I am aware that the notion of concepts presented in this paper is very impoverished when compared with the analytical philosopher’s point of view. See for example (Hjørland, 2009) and ???


§13Ways of organising personal knowledge and data

13.1Systems thinking and modelling


(Stowell and Welch, 2012, p.xiv) following (Checkland, 1981); see also (Stowell, 2013); identify as the basic building blocks of systems thinking (1) emergence, (2) hierarchy, (3) communication and (4) control. They discuss how a system is defined from the perspective of an observer, who chooses to draw a boundary reflecting a field of interest and giving to the system so defined a name. They remind us of the taxonomy of three systemic models originally identified by Russell Ackoff (Ackoff, Gupta and Minas, 1962) and they extend it with a fourth following Brian Wilson (Wilson, 1984) to yield:

  1. An iconic model is a model of reality, the properties of which equate to those of the real article such that (albeit on a different scale) the model can be expected to behave in the same way as the real thing. I would give as an example of such a model the wind tunnel model of a new aircraft.

  2. An analogical model is an attempt to simulate the behaviour of the original although its physical appearance is quite different to that of the original. Most simulation models fall into this category.

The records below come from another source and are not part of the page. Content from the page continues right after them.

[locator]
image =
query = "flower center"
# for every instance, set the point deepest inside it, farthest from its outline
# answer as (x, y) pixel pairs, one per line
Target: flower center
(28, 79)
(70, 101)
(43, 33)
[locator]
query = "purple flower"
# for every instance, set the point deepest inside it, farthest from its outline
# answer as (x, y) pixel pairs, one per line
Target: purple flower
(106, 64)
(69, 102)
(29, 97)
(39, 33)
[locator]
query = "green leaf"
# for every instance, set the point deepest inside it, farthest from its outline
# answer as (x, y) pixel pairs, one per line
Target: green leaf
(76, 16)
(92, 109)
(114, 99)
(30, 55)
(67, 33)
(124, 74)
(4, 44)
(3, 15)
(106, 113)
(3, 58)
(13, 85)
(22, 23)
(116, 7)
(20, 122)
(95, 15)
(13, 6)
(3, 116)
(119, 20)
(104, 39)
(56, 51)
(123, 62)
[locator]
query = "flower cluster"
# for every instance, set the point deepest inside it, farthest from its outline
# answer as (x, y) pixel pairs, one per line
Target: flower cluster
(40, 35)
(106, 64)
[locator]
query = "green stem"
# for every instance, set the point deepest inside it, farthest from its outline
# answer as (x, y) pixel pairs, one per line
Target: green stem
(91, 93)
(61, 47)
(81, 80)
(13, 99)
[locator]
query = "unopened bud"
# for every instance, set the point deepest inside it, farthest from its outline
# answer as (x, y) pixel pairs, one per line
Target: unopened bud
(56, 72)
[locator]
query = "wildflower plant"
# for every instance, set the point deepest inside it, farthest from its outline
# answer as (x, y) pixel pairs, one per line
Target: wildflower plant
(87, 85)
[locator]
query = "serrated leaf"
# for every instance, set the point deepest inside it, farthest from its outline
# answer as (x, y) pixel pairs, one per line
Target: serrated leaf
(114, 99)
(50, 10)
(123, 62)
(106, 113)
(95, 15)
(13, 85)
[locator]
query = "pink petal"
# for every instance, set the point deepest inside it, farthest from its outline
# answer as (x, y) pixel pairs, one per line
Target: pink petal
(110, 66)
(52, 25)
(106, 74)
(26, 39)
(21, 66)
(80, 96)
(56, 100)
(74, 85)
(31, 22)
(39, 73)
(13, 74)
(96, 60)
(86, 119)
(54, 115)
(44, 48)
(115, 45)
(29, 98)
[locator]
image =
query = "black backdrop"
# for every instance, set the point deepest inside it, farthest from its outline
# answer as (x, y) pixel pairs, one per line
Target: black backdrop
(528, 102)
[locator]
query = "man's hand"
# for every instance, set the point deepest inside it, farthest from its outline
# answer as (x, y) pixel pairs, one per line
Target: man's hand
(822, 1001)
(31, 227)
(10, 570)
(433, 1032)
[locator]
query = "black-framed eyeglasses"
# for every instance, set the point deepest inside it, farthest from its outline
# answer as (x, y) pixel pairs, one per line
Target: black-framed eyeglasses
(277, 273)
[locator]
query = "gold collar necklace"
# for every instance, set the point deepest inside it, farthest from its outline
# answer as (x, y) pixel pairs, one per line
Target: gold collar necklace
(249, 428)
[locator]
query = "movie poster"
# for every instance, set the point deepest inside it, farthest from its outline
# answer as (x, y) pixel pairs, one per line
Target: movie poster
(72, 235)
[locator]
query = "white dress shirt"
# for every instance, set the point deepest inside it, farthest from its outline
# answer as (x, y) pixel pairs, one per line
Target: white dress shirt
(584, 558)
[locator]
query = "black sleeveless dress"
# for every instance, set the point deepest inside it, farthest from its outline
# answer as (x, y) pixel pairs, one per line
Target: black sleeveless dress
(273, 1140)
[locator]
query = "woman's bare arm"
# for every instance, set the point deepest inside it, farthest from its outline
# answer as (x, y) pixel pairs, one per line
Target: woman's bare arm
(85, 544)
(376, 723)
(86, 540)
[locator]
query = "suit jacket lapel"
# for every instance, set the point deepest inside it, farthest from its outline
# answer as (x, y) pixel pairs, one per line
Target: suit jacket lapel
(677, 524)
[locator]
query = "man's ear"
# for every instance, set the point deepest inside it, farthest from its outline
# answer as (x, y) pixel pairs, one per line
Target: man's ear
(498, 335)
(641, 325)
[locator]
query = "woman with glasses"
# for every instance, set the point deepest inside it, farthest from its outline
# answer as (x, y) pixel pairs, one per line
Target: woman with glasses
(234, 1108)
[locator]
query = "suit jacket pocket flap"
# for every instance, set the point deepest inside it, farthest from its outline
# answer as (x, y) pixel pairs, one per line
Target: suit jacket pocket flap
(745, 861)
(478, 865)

  3. An analytic model is created from mathematical or logical relationships that are believed to lead to the behaviour of some situation of interest. Typical examples include spreadsheet models. Analytic models may subsequently provide the data for analogical models.

  4. A conceptual model includes pictures or symbols which are used to represent the subjective and qualitative aspects of a situation.

(Stowell and Welch, 2012) present modelling as a kind of surrogate representation of some situation. It is in the process of forming, reforming and structuring that model that we begin to learn about the situation of interest and its similarities and differences to the situation that we are modelling. Among the dangers inherent in such modelling are that it becomes an end in and of itself. Instead a model is only an abstraction of our perception of reality. As a simplification it is also often subjective.

Conceprocity enables the creating and maintenance of shared conceptual models.